Thursday, July 18, 2019

Book Review: The Storm by Arif Anwar

A couple of stories with characters whose destinies are often intertwined, starting from the time of the WWII, the Partition War and the post-9/11 America. People coming and going in the story, sometimes while carrying strong messages and stories, like the waves of a sea in the middle of the storm. Wars, some of them in the name of religions mistreated by humans. The Storm, by Arif Anwar is spanning a couple of generations and has as a main background the 1970 Bhola Cyclone in Bangladesh, that took the lives of half million people. 
It is during this storm that the life of Shahryar, that we meet in our 'days' in the USA, while trying to secure a chance to remain in the States with his daughter, changed tremendously. He lost his parents and was adopted by a childless rich family that chose to invest in his education. 
The stories are coming back and forth, some of them re-told in another sequence later, some not. For those events that are lost in the middle of the bigger story, it is a pitty because they create certain high expectations for an eventual follow-up. Such as is the case of the episode between Claire Drake, a British doctor service woman in Burma and the Japanese soldier Ichiro. Ichiro's tragic ending will be told a bit later in the story, but there is a feeling of a relative inadequacy of his presence into the bigger narrative. The present-time narrative, particularly the 'American story' is also unbalanced, compared to the strength and dramatism of the sceneries taking place in Asia in the time of WWII, or during the nascent conflict between Hindus and Muslims in the bigger India.

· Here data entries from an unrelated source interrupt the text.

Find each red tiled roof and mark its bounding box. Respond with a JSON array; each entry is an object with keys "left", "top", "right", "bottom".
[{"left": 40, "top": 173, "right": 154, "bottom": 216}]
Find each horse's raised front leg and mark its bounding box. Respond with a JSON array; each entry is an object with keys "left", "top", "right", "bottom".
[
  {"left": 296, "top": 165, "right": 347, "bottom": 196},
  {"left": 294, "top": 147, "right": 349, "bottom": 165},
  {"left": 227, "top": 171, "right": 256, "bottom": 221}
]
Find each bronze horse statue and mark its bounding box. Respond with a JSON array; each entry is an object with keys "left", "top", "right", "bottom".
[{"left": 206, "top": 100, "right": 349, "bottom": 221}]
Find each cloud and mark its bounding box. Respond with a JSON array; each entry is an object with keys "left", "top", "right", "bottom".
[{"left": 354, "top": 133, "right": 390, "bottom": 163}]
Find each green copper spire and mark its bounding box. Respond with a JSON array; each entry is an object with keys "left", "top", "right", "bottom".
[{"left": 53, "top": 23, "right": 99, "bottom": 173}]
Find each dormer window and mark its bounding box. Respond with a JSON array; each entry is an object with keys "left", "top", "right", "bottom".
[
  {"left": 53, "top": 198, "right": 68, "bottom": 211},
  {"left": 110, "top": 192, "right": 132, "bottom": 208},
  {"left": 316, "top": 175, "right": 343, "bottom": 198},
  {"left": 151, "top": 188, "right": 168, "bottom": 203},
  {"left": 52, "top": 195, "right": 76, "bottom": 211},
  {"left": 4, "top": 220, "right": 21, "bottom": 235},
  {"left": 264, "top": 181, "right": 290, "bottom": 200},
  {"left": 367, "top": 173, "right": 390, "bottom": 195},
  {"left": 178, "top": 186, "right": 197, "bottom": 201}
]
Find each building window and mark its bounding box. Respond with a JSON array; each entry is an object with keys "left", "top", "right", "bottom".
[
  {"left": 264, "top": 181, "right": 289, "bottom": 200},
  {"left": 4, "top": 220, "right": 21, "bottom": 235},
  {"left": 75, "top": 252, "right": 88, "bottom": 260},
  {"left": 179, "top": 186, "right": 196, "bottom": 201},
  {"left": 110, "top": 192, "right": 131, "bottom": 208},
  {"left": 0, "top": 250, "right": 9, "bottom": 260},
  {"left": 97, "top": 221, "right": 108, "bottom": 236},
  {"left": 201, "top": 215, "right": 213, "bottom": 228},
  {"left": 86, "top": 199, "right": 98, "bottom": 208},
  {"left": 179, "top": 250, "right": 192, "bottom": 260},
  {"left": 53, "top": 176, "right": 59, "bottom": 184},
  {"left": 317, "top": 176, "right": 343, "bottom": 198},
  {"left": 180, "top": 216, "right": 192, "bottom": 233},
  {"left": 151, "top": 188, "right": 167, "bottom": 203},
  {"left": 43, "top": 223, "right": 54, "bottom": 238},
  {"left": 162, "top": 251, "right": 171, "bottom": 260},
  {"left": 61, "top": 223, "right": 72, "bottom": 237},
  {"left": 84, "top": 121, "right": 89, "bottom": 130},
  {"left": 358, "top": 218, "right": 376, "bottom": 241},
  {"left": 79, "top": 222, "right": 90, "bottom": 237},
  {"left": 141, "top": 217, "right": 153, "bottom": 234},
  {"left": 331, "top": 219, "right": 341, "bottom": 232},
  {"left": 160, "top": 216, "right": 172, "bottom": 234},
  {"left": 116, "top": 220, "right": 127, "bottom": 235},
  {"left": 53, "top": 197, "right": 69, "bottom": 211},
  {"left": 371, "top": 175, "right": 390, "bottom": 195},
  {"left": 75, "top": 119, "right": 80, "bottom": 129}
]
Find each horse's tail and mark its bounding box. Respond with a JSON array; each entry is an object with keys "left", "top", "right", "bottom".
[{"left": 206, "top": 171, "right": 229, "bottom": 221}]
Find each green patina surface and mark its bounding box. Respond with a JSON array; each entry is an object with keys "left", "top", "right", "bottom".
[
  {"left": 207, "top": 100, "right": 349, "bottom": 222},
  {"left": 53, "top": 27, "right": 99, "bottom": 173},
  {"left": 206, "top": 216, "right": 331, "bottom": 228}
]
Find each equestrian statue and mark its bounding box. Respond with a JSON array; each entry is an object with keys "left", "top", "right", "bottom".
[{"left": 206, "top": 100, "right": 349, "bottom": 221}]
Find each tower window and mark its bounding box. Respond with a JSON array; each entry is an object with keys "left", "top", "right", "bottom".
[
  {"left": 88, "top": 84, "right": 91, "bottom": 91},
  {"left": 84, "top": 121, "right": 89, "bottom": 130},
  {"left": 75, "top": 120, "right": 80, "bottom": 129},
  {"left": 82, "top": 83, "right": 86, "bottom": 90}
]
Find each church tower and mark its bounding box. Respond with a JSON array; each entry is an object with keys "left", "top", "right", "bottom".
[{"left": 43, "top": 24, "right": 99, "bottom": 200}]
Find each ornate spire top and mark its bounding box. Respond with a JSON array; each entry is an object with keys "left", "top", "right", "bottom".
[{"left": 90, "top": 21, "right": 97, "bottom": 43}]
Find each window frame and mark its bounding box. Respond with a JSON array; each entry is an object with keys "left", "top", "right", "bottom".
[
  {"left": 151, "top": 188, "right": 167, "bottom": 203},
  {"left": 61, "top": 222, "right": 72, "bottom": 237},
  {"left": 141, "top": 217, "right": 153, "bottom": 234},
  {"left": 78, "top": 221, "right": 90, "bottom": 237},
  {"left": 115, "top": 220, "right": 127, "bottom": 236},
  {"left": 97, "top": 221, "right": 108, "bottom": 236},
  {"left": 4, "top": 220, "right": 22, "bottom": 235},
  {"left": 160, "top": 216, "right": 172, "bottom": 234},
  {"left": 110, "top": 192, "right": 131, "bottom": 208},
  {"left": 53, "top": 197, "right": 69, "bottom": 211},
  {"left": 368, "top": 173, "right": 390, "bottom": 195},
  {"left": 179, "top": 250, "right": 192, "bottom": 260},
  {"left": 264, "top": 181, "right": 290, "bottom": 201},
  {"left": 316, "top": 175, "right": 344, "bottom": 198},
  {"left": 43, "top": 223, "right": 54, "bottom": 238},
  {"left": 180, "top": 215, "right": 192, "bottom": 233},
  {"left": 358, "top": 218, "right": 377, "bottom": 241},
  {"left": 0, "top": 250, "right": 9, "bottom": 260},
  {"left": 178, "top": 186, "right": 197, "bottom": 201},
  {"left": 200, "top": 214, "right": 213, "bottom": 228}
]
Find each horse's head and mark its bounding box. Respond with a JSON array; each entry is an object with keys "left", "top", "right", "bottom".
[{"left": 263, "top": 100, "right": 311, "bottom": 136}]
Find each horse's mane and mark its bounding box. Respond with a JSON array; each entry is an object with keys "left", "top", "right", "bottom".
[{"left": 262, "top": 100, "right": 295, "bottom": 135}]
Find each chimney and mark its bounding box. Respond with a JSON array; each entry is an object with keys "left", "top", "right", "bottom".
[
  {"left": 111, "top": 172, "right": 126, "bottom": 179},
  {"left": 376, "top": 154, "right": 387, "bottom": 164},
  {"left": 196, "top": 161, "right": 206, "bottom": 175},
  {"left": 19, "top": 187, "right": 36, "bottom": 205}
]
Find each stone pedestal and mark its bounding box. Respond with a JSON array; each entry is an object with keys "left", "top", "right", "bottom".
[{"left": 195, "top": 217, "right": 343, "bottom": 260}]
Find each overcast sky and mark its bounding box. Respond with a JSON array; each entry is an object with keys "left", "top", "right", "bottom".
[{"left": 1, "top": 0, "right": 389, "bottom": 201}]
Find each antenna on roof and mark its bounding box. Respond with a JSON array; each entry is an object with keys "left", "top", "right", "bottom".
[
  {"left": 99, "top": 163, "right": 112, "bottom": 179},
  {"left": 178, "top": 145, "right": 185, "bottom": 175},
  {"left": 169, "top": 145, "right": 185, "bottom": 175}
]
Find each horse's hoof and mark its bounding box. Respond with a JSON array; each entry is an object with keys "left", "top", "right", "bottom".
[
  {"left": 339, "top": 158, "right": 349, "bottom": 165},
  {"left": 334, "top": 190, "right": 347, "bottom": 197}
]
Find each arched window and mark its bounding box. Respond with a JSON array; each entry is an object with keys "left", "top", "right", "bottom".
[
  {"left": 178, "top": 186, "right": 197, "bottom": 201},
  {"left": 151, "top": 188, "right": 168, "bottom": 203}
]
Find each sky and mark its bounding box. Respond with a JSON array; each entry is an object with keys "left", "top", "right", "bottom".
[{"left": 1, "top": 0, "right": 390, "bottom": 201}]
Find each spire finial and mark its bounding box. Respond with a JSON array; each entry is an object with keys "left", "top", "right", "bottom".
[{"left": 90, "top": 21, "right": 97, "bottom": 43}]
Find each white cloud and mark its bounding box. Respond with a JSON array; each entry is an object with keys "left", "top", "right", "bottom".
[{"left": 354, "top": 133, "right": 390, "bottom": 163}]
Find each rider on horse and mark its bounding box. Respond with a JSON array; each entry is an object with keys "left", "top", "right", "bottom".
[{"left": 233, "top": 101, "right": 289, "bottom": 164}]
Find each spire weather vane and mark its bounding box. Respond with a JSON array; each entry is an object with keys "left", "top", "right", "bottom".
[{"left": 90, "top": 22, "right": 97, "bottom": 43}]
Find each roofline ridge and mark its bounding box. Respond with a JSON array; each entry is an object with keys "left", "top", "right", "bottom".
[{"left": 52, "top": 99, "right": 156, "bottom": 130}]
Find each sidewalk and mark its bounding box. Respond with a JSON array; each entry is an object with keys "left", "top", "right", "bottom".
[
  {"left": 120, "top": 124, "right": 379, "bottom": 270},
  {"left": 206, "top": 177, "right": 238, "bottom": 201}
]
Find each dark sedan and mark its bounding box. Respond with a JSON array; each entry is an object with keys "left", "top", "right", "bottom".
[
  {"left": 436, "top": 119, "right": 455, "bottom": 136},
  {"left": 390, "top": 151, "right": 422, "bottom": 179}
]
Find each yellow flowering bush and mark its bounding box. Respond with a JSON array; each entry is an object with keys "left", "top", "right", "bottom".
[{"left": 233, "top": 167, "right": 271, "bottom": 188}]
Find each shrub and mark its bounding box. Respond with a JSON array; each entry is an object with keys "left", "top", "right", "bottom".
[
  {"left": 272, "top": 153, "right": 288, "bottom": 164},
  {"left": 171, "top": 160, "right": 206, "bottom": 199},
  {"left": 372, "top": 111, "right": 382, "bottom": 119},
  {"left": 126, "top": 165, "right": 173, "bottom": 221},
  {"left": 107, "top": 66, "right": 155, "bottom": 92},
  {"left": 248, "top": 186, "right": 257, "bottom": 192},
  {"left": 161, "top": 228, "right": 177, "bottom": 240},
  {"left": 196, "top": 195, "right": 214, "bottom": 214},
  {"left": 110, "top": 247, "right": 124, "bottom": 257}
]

In subsidiary, The Storm is also a meditation about how small and narrow are human ambitions, especially the national and religious ones, compared to the enormous force of the nature, which is overpowering and overwhelming. Nature is blinder than the human ambitions. 
As a debut novel, The Storm has an impressive narrative architecture and Arif Anwar is an interesting literary voice to follow. He've found an unique way to create space for human individual stories in the complex context of the separation of Bangladesh from India - the Partition - but also taking into account the dramatic events of the Bhola Cyclone.
It is one of those books that make you curious about a lot of contemporary or less contemporary events, but also opens the heart to stories, with all the imprecisions those are told.